Transfiguration by RaffaeloOn the Second Sunday of Lent, the Gospel is always the story of Jesus’ Transfiguration before Peter, James and John upon the mountain. Transfiguration is one of those church words we hear a few times a year perhaps without considering its meaning. So I googled it and this definition appeared: “transformation into something more beautiful or elevated.”

I always program the hymn “Beautiful Savior” on the Second Sunday of Lent because I feel it speaks poignantly to the Transfiguration.
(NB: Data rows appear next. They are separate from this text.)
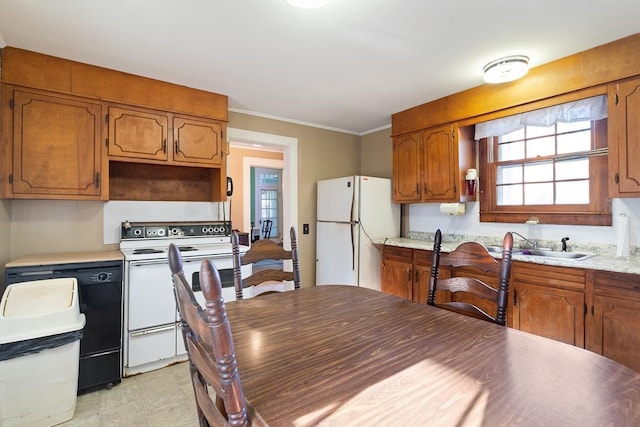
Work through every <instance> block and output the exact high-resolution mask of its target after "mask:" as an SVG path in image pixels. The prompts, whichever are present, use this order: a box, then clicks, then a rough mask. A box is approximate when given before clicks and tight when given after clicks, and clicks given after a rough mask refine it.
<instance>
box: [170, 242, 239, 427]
mask: <svg viewBox="0 0 640 427" xmlns="http://www.w3.org/2000/svg"><path fill="white" fill-rule="evenodd" d="M169 267H170V268H171V273H172V278H173V287H174V293H175V297H176V302H177V304H178V311H179V313H180V317H181V319H182V321H181V328H182V336H183V338H184V345H185V347H186V349H187V353H188V355H189V372H190V374H191V382H192V384H193V391H194V394H195V398H196V406H197V410H198V420H199V422H200V425H201V426H247V425H249V414H248V413H247V406H246V401H245V398H244V392H243V390H242V384H241V383H240V376H239V374H238V369H237V364H236V356H235V349H234V345H233V338H232V336H231V328H230V327H229V320H228V319H227V312H226V309H225V307H224V301H223V299H222V282H221V281H220V275H219V274H218V270H217V269H216V268H215V267H214V266H212V265H211V262H210V261H209V260H204V261H202V267H201V268H200V285H201V287H202V293H203V295H204V298H205V300H206V308H205V309H203V308H202V307H201V306H200V304H199V303H198V301H197V300H196V298H195V295H194V294H193V291H192V290H191V286H189V283H188V282H187V280H186V278H185V276H184V271H183V267H182V257H181V256H180V251H179V249H178V248H177V247H176V246H175V245H174V244H171V245H170V246H169ZM208 387H211V388H212V389H213V390H214V391H215V396H214V397H213V398H212V396H211V395H210V394H209V391H208Z"/></svg>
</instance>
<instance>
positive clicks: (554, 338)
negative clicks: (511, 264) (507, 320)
mask: <svg viewBox="0 0 640 427" xmlns="http://www.w3.org/2000/svg"><path fill="white" fill-rule="evenodd" d="M584 290H585V272H584V270H582V269H577V268H565V267H556V266H547V265H541V264H533V263H526V262H517V261H514V262H513V265H512V269H511V285H510V291H509V294H510V295H509V299H510V303H511V307H509V312H510V314H511V316H510V317H511V323H510V326H512V327H513V328H515V329H519V330H521V331H525V332H530V333H532V334H536V335H540V336H543V337H547V338H551V339H554V340H557V341H562V342H564V343H567V344H571V345H575V346H578V347H584V324H585V322H584V313H585V293H584Z"/></svg>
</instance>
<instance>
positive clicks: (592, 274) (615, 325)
mask: <svg viewBox="0 0 640 427" xmlns="http://www.w3.org/2000/svg"><path fill="white" fill-rule="evenodd" d="M431 255H432V252H431V251H429V250H421V249H411V248H401V247H393V246H384V249H383V258H382V290H383V291H384V292H387V293H389V294H392V295H397V296H399V297H402V298H406V299H409V300H412V301H414V302H417V303H421V304H425V303H426V301H427V292H428V289H429V278H430V275H431ZM459 273H460V271H457V270H456V269H452V270H445V269H443V270H442V271H441V273H440V277H442V278H444V277H451V276H455V275H456V274H459ZM469 274H476V275H477V276H478V278H481V279H482V280H484V281H486V282H487V283H490V284H491V281H490V280H487V278H485V277H482V275H481V274H480V273H471V272H469V271H466V272H465V275H469ZM494 285H495V283H494ZM450 298H451V296H450V295H444V294H442V295H440V294H437V295H436V300H440V301H446V300H448V299H450ZM461 298H462V299H465V298H466V297H465V296H462V297H461ZM469 302H471V301H469ZM472 302H474V303H477V302H478V301H472ZM509 303H510V305H509V309H508V312H507V313H508V317H507V325H508V326H509V327H512V328H514V329H519V330H521V331H525V332H529V333H532V334H535V335H539V336H543V337H546V338H550V339H554V340H557V341H561V342H564V343H567V344H571V345H575V346H577V347H582V348H586V349H587V350H590V351H593V352H595V353H598V354H601V355H603V356H605V357H608V358H610V359H613V360H615V361H617V362H620V363H622V364H623V365H626V366H628V367H630V368H632V369H634V370H636V371H638V372H640V275H636V274H627V273H616V272H609V271H601V270H589V269H583V268H574V267H560V266H553V265H543V264H536V263H530V262H524V261H514V262H513V265H512V269H511V283H510V287H509Z"/></svg>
For instance, in the third verse, we sing, “Jesus shines brighter, Jesus shines purer than all the angels in the sky.” Last month I was able to catch the famous St Olaf College Choir perform as part of their annual tour at Baldwin Auditorium at Duke University. “Beautiful Savior” is their signature piece. They sing a wide variety of choral music during their concerts, over two hours worthy, but always finish with “Beautiful Savior“, arranged by by their founder and first director, F. Melius Christiansen (keep in mind the choir was founded in 1912). You can easily find recordings on online to listen to. After the choir hums the first verse, a solo alto sings the second verse, and the choir then sings the third and fourth verses in multiple parts. Put simply, both the hearing of and singing of this particular arrangement is transfiguring. It would be difficult to imagine someone experiencing the St Olaf Choir singing “Beautiful Savior” not being transformed somehow.
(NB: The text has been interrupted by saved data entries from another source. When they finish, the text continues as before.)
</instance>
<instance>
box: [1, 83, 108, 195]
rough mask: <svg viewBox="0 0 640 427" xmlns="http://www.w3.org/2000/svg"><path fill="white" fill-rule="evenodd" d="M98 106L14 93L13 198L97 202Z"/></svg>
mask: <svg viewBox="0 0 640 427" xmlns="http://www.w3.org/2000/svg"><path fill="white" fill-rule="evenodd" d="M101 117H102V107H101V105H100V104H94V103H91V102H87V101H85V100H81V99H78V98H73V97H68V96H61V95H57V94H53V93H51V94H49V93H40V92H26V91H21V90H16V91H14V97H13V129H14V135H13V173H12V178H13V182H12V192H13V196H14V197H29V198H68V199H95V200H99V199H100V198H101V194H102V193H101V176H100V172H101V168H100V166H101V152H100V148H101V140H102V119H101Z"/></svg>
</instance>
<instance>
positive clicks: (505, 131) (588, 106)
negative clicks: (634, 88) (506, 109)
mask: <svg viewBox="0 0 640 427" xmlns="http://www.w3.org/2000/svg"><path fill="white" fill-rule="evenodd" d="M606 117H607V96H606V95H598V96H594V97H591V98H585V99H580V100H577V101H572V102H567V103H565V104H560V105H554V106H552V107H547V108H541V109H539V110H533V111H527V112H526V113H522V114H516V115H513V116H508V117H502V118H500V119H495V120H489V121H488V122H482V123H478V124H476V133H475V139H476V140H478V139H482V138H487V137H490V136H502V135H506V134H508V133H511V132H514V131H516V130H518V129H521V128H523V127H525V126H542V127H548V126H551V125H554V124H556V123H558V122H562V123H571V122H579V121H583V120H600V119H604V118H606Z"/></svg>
I think this is one of the reasons music is so integral to our worship. Whether we are singing music together, or listening to music offered by the musicians, the point of it is to transfigure us into something beyond ourselves. Just a few days ago Pope Francis addressed the subject of liturgical music saying that it must, “embody and translate the Word of God into songs, sounds, harmonies that make the hearts of our peers vibrate, creating even an appropriate emotional climate, that puts in order the faith and raises reception and full participation in the mystery that it celebrates.”

Perhaps music opens our minds and hearts to possibilities we wouldn’t normally consider, especially when it comes to how we live our life as faithful disciples. This Lent may we be transfigured as disciples of the Beautiful Savior.